The Observer reports that the University of Notre Dame recently bestowed the award for “International Human Development and Solidarity” on the organization Partners in Health (PIH).  The Cardinal Newman Society briefly reviewed PIH’s website and discovered that the group supports “contraceptive options,” “family planning,” and even “emergency contraception”. From the Observer report:

[Ophelia] Dahl, who serves as president and executive director of PIH, founded the nonprofit organization with cofounder and Harvard University professor Paul Farmer in rural Haiti in 1987 with the goal of providing a preferential option for the poor. Today, the organization directly involves more than 12,000 people at more than 60 hospitals and health centers in 12 countries to provide quality healthcare for the poor. In a private award ceremony, University president Fr. John Jenkins said PIH exemplifies the principle of solidarity in its work, aligning it closely with the service-oriented Notre Dame community. “I think [PIH] represents in their work the work of Christ, which is why we feel such an affinity for Partners In Health and why our students feel connected to their work,” he said.

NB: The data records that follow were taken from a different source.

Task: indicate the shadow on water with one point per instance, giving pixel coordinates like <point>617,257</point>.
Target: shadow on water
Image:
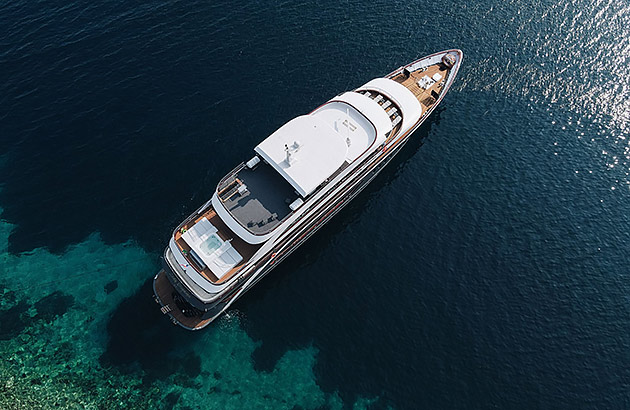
<point>140,338</point>
<point>267,308</point>
<point>15,319</point>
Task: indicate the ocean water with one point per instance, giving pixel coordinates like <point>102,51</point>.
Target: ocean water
<point>487,267</point>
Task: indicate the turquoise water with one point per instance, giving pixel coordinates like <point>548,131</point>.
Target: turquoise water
<point>487,267</point>
<point>54,311</point>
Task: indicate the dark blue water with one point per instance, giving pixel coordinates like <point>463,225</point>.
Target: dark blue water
<point>487,267</point>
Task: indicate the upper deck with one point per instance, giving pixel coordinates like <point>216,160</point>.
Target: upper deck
<point>258,197</point>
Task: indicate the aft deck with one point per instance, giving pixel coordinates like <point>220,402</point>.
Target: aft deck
<point>172,304</point>
<point>245,249</point>
<point>257,198</point>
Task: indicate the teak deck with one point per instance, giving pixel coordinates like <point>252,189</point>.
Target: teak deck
<point>245,249</point>
<point>424,96</point>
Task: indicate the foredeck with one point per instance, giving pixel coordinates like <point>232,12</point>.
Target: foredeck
<point>245,249</point>
<point>429,96</point>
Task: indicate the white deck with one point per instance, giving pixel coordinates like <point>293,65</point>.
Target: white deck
<point>317,151</point>
<point>399,94</point>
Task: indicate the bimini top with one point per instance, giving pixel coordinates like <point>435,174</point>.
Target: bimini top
<point>399,94</point>
<point>305,151</point>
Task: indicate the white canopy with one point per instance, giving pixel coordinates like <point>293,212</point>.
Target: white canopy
<point>398,93</point>
<point>316,151</point>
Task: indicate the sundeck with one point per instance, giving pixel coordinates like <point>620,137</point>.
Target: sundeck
<point>298,178</point>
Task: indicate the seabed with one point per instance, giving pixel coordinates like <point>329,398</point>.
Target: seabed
<point>62,345</point>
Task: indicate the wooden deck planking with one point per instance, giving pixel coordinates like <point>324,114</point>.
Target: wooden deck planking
<point>423,96</point>
<point>245,249</point>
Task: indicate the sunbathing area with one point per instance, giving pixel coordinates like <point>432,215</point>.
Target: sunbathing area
<point>213,250</point>
<point>258,197</point>
<point>426,84</point>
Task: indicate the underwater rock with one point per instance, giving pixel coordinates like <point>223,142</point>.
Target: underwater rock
<point>12,320</point>
<point>191,365</point>
<point>54,305</point>
<point>111,286</point>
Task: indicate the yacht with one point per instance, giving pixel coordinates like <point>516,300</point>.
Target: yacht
<point>298,178</point>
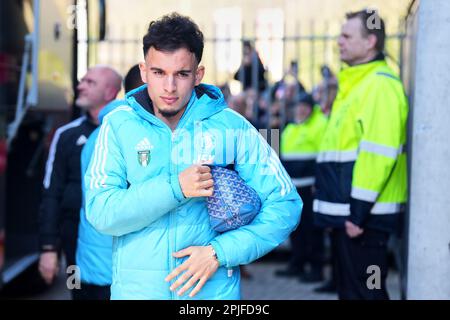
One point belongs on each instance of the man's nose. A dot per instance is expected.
(80, 86)
(170, 84)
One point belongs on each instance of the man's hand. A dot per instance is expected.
(199, 267)
(48, 266)
(196, 181)
(353, 230)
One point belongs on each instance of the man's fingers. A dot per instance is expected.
(184, 277)
(176, 272)
(182, 253)
(206, 192)
(198, 286)
(206, 184)
(188, 285)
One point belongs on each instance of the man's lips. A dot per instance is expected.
(169, 100)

On a webpage discussing the women’s health aspect of Partners in Health’s HIV Equality Initiative, “family planning” and “contraceptive options” are spoken of in this effort.  From the PIH website:

When women are counseled, educated, and provided with contraceptive options, they are more likely to delay childbearing, have fewer children, and reduce their risk for obstetrical complications. Nevertheless, 50 percent of all pregnancies worldwide are unplanned or unwanted… Many barriers limit women’s access to family planning methods, including gender inequality, myths, and lack of knowledge about available services. Family planning is an integral part of the model of comprehensive women’s health care that was developed at Zanmi Lasante (ZL) in Haiti and emphasized as one of the four pillars of PIH’s HIV Equity Initiative. Each of ZL’s clinical sites has a full-time nurse trained in sex education and reproductive health counseling. ZL has been offering free condoms and other contraceptive methods for over 15 years. In 2003, Zanmi Lasante began training and mobilizing community health workers who specifically promote family planning and women’s health. These ajans fanm (women’s health agents) travel throughout the countryside, teaching women and men about sexually transmitted infections (including HIV) and contraceptive methods, distributing condoms and oral contraceptives, and referring pregnant women and others to the clinics. This successful model is being replicated at PIH sites in Rwanda, Malawi and Lesotho.

Another webpage discussing Partners in Health’s efforts to support women’s health in temporary settlements indicates: “All mobile clinic staff will also be attending ‘refresher’ trainings in women’s health basics–particularly the use of emergency contraception and management of victims of rape.”